Northern was a small technology firm — small enough that did not have to compete under federal rules for government contracts unless they were worth more than $3 million. It had never worked on a boat-barrier project before, but it had worked for the Pentagon on other projects.
Northern was told by NCIS officials to hire P-Con Consulting of Alexandria. The company’s sole employee was Patrick Condon, who already worked as a security consultant to NCIS. Condon received a title for his role in the project: deputy program manager for Navy boat barriers.
“Northern NEF officials said they had been directed by the Navy to procure the barriers through the consulting firm instead of dealing directly with the manufacturer,” auditors wrote in a 2004 report. “We found documentary evidence that showed the consulting firm was the Navy’s ‘recommended’ contractor.”
P-Con, in turn, hired a company in England to manufacture the barriers and one in Northern Virginia to install them.
The former director of government programs for Northern, Dave Nelson, said in a recent interview that he did not know why NCIS selected his company or why his company was directed to hire P-Con.
“Northern played middleman,” Nelson said.
Northern stayed below the $3 million threshold when it sought payments for the work from the GSA, invoices show. Each individual payment was approved by NCIS and the GSA as though they were separate projects, even though the work was being done under one contract.
Federal contracting regulations prohibit splitting up payments to avoid competition limits.
“Almost all of the over $53 million in boat barrier harbor tasks we analyzed were split to avoid the competitive threshold,” GSA auditors wrote in their report.
Between September 2001 and February 2003, at least 30 invoices came in under the $3 million limit. Three examples:
· 55 boat barriers for $2.6 million on Sept. 28, 2001.
· 24 for $1.4 million on Oct. 1.
· 58 for $2.9 million on Oct. 12.
On May 9, 2002, three invoices came in for an identical amount — $2,956,762 each. On Feb. 14, 2003, six invoices came in for $2,678,813 apiece.
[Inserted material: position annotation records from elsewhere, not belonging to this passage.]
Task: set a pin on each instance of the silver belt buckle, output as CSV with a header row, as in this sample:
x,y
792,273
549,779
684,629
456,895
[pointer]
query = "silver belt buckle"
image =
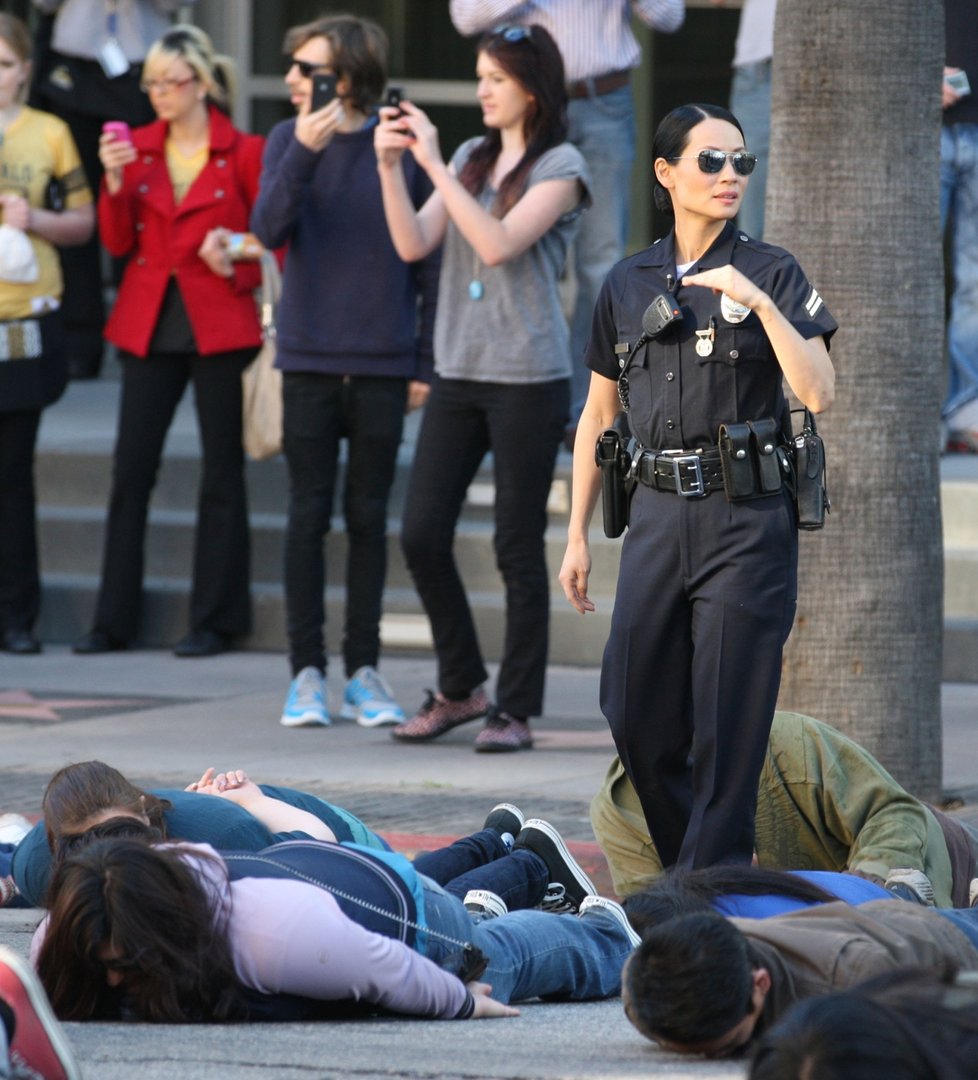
x,y
688,473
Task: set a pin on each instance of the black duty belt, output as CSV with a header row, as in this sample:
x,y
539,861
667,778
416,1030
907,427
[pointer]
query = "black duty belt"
x,y
689,473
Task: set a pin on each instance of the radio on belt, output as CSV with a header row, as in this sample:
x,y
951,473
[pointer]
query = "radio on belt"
x,y
660,313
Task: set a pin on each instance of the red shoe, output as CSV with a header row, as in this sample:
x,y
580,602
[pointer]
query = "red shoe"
x,y
438,715
38,1047
503,733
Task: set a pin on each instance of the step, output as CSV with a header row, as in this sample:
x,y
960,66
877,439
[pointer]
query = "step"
x,y
71,541
69,601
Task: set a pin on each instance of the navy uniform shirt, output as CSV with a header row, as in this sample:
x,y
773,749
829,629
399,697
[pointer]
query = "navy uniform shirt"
x,y
679,399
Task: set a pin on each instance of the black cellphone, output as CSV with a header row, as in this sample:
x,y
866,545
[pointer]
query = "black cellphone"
x,y
323,90
394,97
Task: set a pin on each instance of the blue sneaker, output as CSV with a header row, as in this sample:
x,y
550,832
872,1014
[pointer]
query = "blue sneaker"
x,y
306,704
369,700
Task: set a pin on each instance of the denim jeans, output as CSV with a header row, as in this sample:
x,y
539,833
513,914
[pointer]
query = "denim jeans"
x,y
959,197
964,918
602,129
750,103
317,412
534,954
521,424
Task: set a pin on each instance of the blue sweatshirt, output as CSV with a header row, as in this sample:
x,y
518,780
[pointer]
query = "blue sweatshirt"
x,y
349,306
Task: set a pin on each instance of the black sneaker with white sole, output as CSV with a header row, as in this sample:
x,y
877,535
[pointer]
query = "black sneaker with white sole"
x,y
545,841
506,820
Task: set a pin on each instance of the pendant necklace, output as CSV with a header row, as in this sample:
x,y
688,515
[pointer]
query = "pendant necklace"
x,y
476,289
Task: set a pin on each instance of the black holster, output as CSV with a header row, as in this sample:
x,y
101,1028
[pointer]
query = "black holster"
x,y
613,457
811,497
754,459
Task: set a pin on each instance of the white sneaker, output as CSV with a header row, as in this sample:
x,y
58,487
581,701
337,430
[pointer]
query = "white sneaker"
x,y
483,904
369,700
917,881
306,704
615,910
13,827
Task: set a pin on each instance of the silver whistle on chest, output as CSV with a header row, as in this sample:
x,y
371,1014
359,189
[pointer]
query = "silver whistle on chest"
x,y
705,339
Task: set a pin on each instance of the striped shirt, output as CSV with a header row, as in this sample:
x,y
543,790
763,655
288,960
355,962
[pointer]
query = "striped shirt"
x,y
594,36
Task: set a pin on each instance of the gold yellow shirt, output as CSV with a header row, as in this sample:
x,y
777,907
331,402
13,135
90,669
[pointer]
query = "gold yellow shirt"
x,y
184,170
37,147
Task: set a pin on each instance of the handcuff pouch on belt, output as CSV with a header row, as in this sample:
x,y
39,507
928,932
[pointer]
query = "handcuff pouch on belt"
x,y
754,461
811,497
613,456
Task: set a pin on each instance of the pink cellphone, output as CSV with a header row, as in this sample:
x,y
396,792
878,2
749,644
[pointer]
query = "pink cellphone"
x,y
119,129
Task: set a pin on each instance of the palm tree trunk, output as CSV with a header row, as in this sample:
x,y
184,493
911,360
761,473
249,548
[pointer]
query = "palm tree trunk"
x,y
854,193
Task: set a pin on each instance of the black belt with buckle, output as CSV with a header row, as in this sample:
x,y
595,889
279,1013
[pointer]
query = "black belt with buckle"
x,y
599,84
689,473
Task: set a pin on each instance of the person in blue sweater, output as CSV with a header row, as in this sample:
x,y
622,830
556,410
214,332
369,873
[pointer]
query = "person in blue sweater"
x,y
354,354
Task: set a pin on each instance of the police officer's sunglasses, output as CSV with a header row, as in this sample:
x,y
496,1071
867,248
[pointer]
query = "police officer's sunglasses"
x,y
712,161
511,34
307,69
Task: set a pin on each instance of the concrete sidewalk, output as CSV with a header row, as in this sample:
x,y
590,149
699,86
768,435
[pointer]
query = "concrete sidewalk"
x,y
162,720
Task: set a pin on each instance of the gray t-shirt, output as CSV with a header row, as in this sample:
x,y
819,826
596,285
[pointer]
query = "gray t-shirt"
x,y
516,332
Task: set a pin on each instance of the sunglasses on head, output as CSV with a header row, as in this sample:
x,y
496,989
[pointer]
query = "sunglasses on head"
x,y
307,69
712,161
511,32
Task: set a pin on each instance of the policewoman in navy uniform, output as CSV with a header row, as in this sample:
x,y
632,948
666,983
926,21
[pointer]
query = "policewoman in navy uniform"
x,y
707,585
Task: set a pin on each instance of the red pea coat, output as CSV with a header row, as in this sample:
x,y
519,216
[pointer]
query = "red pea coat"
x,y
162,238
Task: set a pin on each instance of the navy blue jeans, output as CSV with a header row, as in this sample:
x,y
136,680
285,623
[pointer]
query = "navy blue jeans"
x,y
533,954
318,412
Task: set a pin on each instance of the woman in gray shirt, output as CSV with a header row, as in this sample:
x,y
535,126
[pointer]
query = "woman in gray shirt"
x,y
506,208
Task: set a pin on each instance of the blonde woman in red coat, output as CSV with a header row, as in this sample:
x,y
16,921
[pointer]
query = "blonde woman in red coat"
x,y
173,192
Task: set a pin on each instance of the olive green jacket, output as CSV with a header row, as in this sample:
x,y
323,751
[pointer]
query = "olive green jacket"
x,y
824,802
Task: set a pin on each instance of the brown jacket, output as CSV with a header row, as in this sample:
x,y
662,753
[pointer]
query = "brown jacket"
x,y
833,946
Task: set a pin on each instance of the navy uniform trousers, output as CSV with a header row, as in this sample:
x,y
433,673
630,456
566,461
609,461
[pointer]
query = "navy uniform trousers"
x,y
705,602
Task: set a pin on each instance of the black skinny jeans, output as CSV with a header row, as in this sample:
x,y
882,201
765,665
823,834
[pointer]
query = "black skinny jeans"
x,y
19,578
151,390
523,426
318,412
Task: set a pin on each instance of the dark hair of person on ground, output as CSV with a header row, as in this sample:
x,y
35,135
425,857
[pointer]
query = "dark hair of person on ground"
x,y
358,52
683,892
133,933
691,983
673,136
121,827
86,793
906,1025
530,56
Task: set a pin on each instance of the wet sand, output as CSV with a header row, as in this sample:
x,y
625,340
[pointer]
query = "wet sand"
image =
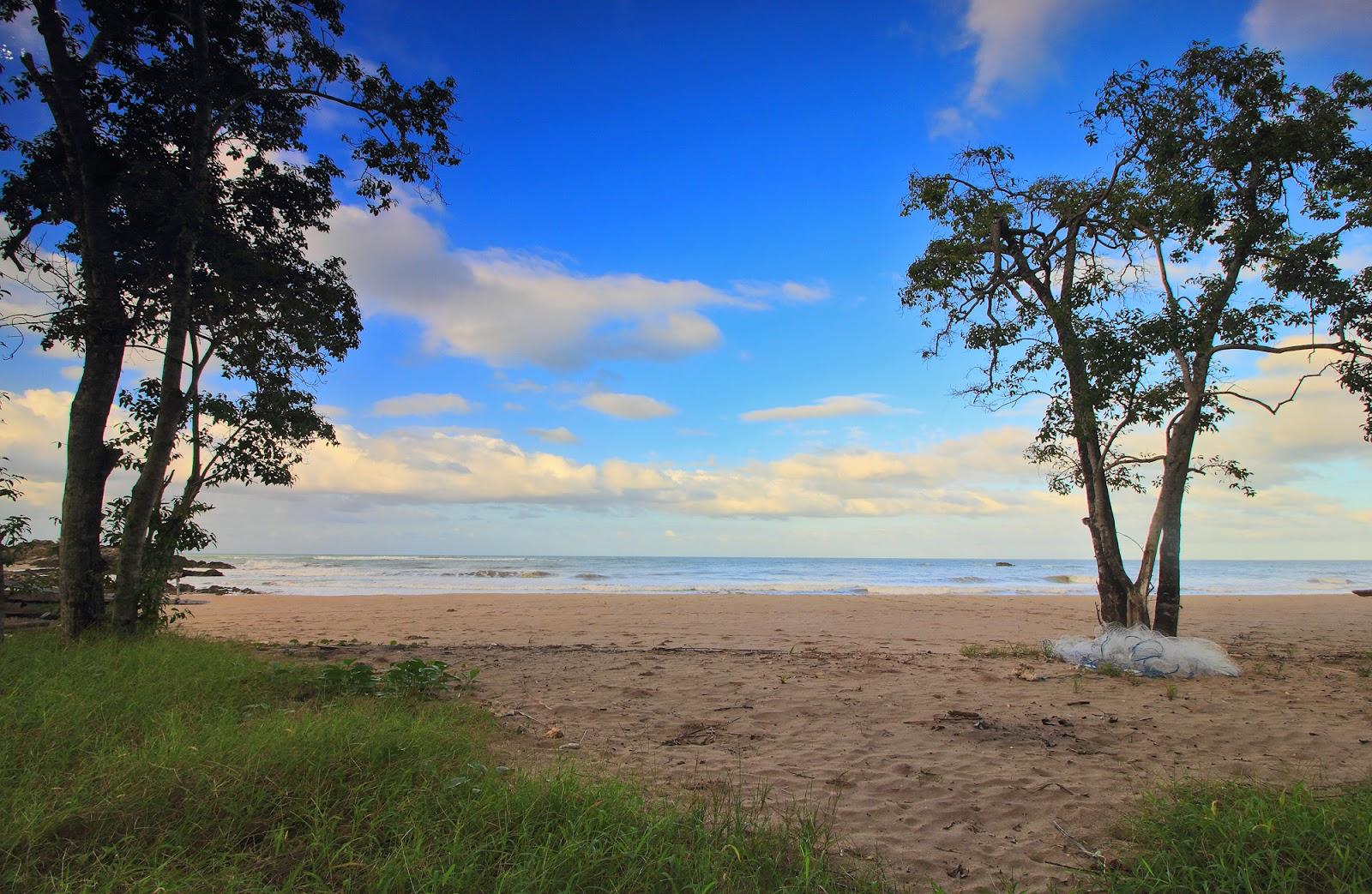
x,y
953,770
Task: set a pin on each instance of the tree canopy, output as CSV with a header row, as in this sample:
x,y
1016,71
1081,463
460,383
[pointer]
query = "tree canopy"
x,y
1218,228
178,176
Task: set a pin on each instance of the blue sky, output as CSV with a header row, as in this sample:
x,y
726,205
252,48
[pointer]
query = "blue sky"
x,y
656,310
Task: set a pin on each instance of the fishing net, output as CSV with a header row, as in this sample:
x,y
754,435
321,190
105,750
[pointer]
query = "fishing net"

GSA officials later told auditors they “believed each order represented a discrete boat-barrier system installed at a discrete harbor, but this was clearly not the case.”
Nelson said Northern officials knew the project was being structured to stay beneath the $3 million cap. But he said company officials believed that it was being done properly by NCIS and GSA in the interests of speed and national security.
“It was pretty obvious what they were doing,” said Nelson, who is now at another company. “We figured somebody who was in authority knew what they were doing. We didn’t go out and try to win this work. It just came our way.”
At each step in the process, Northern and P-Con received a percentage of the proceeds from the project.
For example, the base cost for each boat barrier was supposed to be $45,250. Northern charged a 4.8 percent fee for “acting as GSA’s order administrator,” the auditors said. P-Con charged a 7.5 percent on all expenses as a “Consultant Markup.” The final cost to taxpayers for each boat barrier was $50,978.65, auditors estimated.
Even larger markups took place for the installation of the barriers and the buoys to hold them in place, documents show. The base cost for each buoy was supposed to be $31,000. The company responsible for installing the barriers added a 9.8 percent administrative fee and another unspecified 20 percent fee. Company officials told auditors the fees were the standard industry markup.
Northern charged another 5 percent fee. The final cost to taxpayers for each buoy was $42,825.68, documents show.
“Millions of dollars were wasted by compensating the contractors for doing little more than placing orders with other favored contractors to do the actual work,” the auditors said.